The Listening Space: About the Book
Emotional wellbeing has undoubtedly entered into everyday language in the workplace. Great managers and leaders are now not just concerned with our performance but how we are. While there is still a long way to go, it is books like The Listening Space that will not only engage us now but inform the future workforce. In an age where we are more aware of emotional wellbeing than ever, author Tamsin Hartley tackles a very real issue.
The Listening Space’s ‘Elements’
The Listening Space brings together three elements – mindfulness, clean language and metaphor in a new and fresh way. You can see why the metaphor works; it allows the reader to refer to something in a different way. The habits that we get ourselves into means we usually miss more subtle elements in our lives. The Listening Space brings those back into view through mindfulness and allows us to focus on them.
Reviewed books talk about concepts ‘out there’. They inform us how we should manage, creating an inclusive culture or adopt a certain leadership style. The Listening Space considers the reader through mindful exploration and your emotional wellbeing. Some books should stay on your bookshelf to refer back to. The Listening Space falls well within that category while you practice and focus on working through it in your own time.
The concepts are not time-bound. Read and practice mindful exploration at your own pace. Tamsin presents the reader with a skilful and intelligent book taking the reader on a cleverly designed journey. This is achieved through elements such as clean listening and clean questions. These skills are well worth reading and a topic in their own right.
Backed up by supporting articles, The Listening Space is well researched and should be added to any coach’s development. Constant reminders of the journey so far remind you of the sections covered and bring you back to focus. I have never read a book that so diligently provides this and it works.
The Listening Space is multi-faceted in that it provides skills for coaching and managing people. Tamsin recognises and explicitly states that this is a book for you while ac acknowledging additional applications.
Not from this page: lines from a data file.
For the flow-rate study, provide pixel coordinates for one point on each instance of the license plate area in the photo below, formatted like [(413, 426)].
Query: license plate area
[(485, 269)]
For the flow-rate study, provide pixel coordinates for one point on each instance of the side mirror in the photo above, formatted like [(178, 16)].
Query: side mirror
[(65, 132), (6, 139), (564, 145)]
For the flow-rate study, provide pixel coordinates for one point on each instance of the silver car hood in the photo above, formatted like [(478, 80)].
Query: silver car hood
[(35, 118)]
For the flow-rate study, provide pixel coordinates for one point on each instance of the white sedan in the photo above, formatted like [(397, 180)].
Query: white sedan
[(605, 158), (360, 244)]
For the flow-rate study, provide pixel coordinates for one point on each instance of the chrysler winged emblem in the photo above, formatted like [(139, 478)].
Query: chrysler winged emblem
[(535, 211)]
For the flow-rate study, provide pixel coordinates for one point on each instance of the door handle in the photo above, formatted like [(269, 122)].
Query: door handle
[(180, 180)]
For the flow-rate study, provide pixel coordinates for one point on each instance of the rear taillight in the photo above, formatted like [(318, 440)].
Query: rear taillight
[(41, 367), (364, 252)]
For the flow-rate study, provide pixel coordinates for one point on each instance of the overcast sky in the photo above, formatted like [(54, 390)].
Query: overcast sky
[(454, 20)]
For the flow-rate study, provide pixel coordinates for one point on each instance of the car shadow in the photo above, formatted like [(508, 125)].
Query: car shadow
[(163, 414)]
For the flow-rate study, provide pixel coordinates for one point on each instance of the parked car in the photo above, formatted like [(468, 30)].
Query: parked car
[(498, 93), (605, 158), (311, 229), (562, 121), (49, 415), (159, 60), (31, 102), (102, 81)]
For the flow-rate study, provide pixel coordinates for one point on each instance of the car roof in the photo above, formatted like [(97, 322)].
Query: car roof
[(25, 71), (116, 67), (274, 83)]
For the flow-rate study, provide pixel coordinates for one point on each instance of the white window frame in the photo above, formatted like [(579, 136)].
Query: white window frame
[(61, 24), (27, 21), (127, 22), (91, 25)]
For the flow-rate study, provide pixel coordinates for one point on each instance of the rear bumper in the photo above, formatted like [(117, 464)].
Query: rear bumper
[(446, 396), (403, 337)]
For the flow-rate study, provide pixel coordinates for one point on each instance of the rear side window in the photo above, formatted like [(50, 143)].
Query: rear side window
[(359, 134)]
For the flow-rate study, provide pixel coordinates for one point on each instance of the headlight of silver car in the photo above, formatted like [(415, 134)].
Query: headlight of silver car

The Listening Space provides exactly what it states on the cover. This book provides a new path to personal discovery with new concepts and a unique approach. Moreover, there are fresh new concepts that are backed up by further reading for those who want to research more. For example, the use of metaphor along with the concept of clean listening and clean questions are contemporary and refreshing. While the topics within are for us to utilise, the tools are there for coaches and facilitators alike.
Expertly written, this book speaks to everyone in a fresh way. Highly recommended for anyone on their own personal discovery.